Pour finir, le coût d’un accouchement à domicile est souvent élevé, des dépassements d’honoraires parfois importants venant se greffer sur la maigre contribution versée à la sage femme pour l’accouchement, à peu près 350 euros. Il y donc plusieurs freins : l’information, la faiblesse multifactorielle de l’offre et le coût.

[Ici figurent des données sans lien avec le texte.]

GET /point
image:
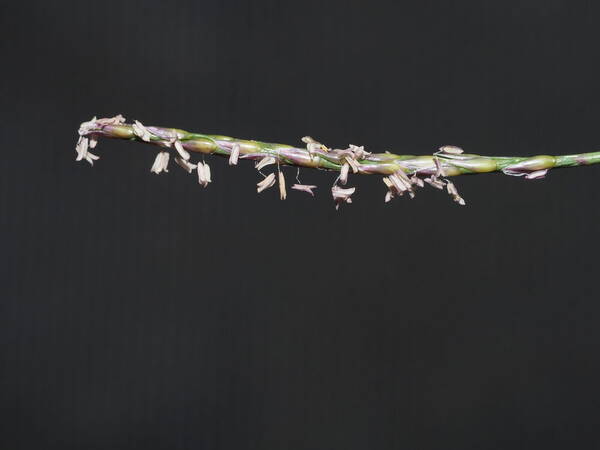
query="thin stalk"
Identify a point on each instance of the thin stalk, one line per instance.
(449, 161)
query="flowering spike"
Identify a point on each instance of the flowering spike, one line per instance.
(448, 161)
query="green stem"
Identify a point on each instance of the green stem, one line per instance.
(373, 163)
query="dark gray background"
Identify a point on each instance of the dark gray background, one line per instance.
(144, 312)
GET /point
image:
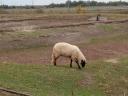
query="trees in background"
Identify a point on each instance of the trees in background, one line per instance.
(70, 3)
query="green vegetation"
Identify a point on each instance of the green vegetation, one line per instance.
(99, 78)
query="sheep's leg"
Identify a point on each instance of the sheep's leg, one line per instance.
(71, 63)
(78, 64)
(53, 60)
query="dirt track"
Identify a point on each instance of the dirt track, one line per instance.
(39, 48)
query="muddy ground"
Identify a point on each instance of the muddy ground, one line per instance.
(28, 41)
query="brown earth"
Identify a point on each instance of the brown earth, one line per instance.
(37, 50)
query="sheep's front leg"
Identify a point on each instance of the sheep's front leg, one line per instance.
(53, 60)
(71, 63)
(78, 64)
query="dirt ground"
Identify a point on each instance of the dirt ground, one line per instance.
(19, 47)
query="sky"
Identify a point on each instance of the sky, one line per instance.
(41, 2)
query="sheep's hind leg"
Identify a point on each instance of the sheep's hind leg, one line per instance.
(71, 63)
(53, 60)
(78, 64)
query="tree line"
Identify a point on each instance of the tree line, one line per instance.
(70, 3)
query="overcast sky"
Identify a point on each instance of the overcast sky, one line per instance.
(40, 2)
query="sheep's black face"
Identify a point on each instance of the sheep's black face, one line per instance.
(83, 63)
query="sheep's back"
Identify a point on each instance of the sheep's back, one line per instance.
(65, 49)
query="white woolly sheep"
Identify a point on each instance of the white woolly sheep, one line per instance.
(67, 50)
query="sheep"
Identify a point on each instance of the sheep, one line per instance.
(67, 50)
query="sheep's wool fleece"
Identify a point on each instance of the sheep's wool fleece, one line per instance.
(66, 49)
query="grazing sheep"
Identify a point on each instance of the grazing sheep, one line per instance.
(70, 51)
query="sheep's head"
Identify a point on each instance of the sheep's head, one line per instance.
(83, 62)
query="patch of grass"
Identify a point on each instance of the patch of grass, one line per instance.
(112, 78)
(44, 80)
(107, 79)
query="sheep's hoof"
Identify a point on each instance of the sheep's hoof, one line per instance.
(79, 68)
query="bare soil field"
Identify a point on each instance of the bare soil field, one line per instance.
(29, 41)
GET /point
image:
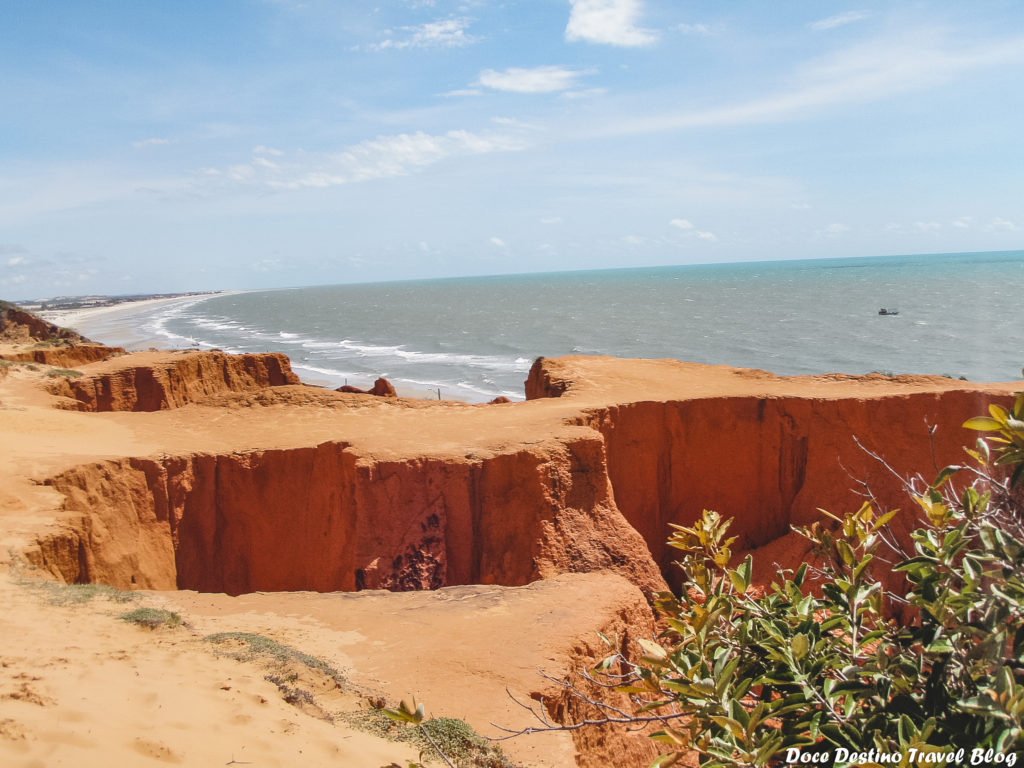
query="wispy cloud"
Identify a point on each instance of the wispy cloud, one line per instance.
(691, 231)
(449, 33)
(152, 142)
(383, 157)
(999, 224)
(608, 22)
(860, 74)
(840, 19)
(701, 30)
(535, 80)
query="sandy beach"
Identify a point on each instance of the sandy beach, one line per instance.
(117, 325)
(310, 555)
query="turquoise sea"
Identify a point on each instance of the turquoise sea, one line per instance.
(474, 338)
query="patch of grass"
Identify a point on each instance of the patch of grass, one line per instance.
(76, 594)
(65, 372)
(260, 645)
(454, 737)
(152, 617)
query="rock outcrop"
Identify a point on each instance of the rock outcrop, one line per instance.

On constate néanmoins que des femmes et des couples, d’origine parfois modeste, sont prêts à débourser des centaines d’euros de leur poche, ce qui laisse imaginer à quel point ils tiennent à éviter la prise en charge hospitalière. Certains vont accoucher dans d’autres pays ou font appel à des sages-femmes ou médecins allemands ou belges pour un accouchement à domicile, sans pouvoir parfois obtenir de remboursement de la Caisse de Sécurité Sociale, ce qui dénote bien une pression supplémentaire pour ramener les brebis à la bergerie. Il y a eu des cas où l’accouchement à domicile s’est déroulé en France avec un praticien belge ou allemand, et il n’y a pas eu de remboursement par la Caisse de Sécurité Sociale, car certaines formalités administratives n’avaient pas été correctement effectuées par le praticien.

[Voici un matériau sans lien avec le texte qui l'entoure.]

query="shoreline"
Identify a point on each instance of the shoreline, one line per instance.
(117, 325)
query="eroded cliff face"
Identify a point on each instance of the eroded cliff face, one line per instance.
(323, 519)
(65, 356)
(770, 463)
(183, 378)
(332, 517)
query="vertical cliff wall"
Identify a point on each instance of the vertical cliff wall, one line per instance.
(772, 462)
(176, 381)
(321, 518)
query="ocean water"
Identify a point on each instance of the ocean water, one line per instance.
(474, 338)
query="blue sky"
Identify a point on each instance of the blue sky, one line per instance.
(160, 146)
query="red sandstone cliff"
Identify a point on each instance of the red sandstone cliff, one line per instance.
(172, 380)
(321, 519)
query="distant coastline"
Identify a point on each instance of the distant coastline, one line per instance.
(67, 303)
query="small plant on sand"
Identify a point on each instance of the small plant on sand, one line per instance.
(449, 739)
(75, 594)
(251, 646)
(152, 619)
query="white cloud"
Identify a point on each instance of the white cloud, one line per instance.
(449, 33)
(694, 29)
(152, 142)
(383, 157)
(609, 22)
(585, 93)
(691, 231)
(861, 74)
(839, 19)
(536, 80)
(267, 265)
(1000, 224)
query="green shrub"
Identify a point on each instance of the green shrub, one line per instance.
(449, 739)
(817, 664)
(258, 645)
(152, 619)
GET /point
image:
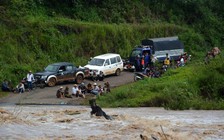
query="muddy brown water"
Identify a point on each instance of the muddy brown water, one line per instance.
(74, 122)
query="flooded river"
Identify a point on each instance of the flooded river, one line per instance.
(75, 123)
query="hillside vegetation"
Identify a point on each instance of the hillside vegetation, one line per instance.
(35, 33)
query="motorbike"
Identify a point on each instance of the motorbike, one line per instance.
(139, 76)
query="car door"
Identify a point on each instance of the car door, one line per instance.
(61, 73)
(113, 68)
(69, 73)
(106, 67)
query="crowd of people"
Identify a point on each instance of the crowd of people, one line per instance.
(81, 90)
(152, 68)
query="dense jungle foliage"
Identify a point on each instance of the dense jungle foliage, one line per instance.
(34, 33)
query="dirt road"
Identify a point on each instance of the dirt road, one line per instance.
(47, 95)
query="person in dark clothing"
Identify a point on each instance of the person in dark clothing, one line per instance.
(66, 92)
(60, 93)
(97, 110)
(83, 88)
(5, 86)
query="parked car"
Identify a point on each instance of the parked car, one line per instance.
(61, 72)
(105, 64)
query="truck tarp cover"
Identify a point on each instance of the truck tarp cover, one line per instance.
(168, 43)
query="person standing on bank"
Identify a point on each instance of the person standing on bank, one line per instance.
(30, 79)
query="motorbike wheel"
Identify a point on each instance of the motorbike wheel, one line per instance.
(137, 78)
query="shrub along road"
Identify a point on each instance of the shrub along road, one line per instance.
(47, 95)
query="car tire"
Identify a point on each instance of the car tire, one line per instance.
(79, 79)
(52, 82)
(118, 72)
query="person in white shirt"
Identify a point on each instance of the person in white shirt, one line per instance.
(95, 89)
(20, 88)
(30, 79)
(75, 90)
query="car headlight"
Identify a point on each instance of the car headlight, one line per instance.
(43, 77)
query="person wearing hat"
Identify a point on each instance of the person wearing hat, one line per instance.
(75, 90)
(60, 93)
(83, 88)
(30, 79)
(95, 89)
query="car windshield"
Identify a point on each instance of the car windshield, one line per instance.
(136, 53)
(52, 68)
(97, 62)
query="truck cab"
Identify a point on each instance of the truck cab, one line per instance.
(158, 47)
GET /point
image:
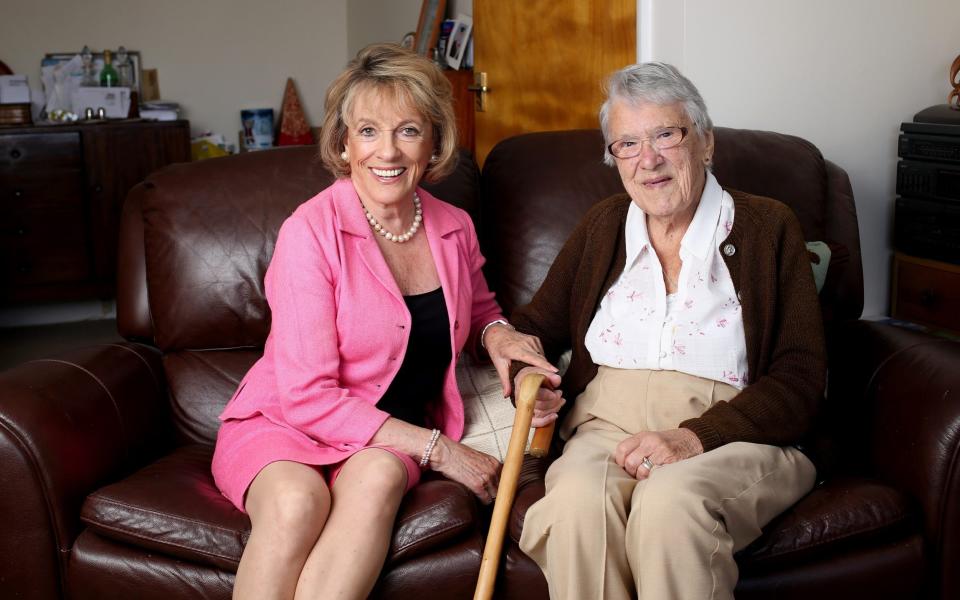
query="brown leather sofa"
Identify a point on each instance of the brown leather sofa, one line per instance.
(104, 452)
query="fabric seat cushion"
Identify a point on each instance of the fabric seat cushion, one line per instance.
(174, 507)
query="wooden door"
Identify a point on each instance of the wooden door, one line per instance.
(546, 61)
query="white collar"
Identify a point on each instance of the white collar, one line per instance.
(699, 236)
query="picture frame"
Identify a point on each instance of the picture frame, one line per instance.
(428, 26)
(55, 58)
(459, 40)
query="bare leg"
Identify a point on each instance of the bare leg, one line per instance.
(349, 555)
(288, 504)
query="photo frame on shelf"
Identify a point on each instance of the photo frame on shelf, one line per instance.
(428, 26)
(55, 58)
(459, 40)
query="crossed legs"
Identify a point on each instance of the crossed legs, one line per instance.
(599, 533)
(310, 541)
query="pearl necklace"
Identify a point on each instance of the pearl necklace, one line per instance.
(406, 235)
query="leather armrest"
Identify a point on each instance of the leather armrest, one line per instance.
(903, 390)
(67, 426)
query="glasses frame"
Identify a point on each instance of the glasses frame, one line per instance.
(650, 140)
(354, 133)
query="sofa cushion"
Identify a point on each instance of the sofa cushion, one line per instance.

Notre révolte a été à son comble quand nous avons constaté que de nombreuses femmes envisageaient d’accoucher seules chez elles sans assistance médicale, non par choix, mais par dépit de ne trouver aucune alternative à l’accouchement en structure hospitalière. C’est d’ailleurs pour cela que nous avons fait notre Manifeste en faveur du droit à l’accouchement à domicile accompagné par une sage-femme. Nous avons aujourd’hui plus de 2960 signatures et plus de 630 soutiens. Nous avions souhaité alerter le ministère de la Santé et les professionnels sur ce qui nous paraît être un problème de santé publique. Sans suite. Ces femmes n’intéressent visiblement pas grand monde.

Le lieu de l’accouchement

Toutes les femmes sont donc le plus souvent contraintes d’accoucher à l’hôpital si elles veulent un accompagnement médical pour intervenir en cas de problème. Nous pensons que si le lieu importe pour elles, il faut pouvoir l’entendre, non seulement pour que l’accouchement ait de meilleures chances de bien se dérouler, mais surtout pour qu’elles puissent vivre pleinement et intensément ce moment si rare et précieux, cet événement intime qu’est une naissance. En effet, quand une femme choisit un lieu pour mettre son bébé au monde, c’est sa culture qui s’exprime, mais aussi son histoire, son vécu. Refuser de répondre à la demande d’accouchement hors structure hospitalière, c’est ne pas respecter l’être humain dans son intégralité et vouloir imposer les valeurs d’un système à un individu. C’est aussi violent, à nos yeux, qu’imposer à une femme qui souhaite accoucher à l’hôpital sous péridurale un accouchement à domicile sans antalgiques. Dire que le lieu importe peu pour imposer l’accouchement à l’hôpital, c’est nier à une femme le droit d’exprimer une sensibilité qui lui est propre, c’est la stigmatiser et vouloir la reformater. C’est oublier que le sentiment de sécurité est quelque chose de très subjectif, mais aussi de très profondément ancré dans l’être, l’émanation de peurs et d’envies qu’on n’efface pas en changeant la décoration d’une salle d’accouchement. C’est aussi occulter le fait qu’à un lieu sont liées des personnes et des pratiques.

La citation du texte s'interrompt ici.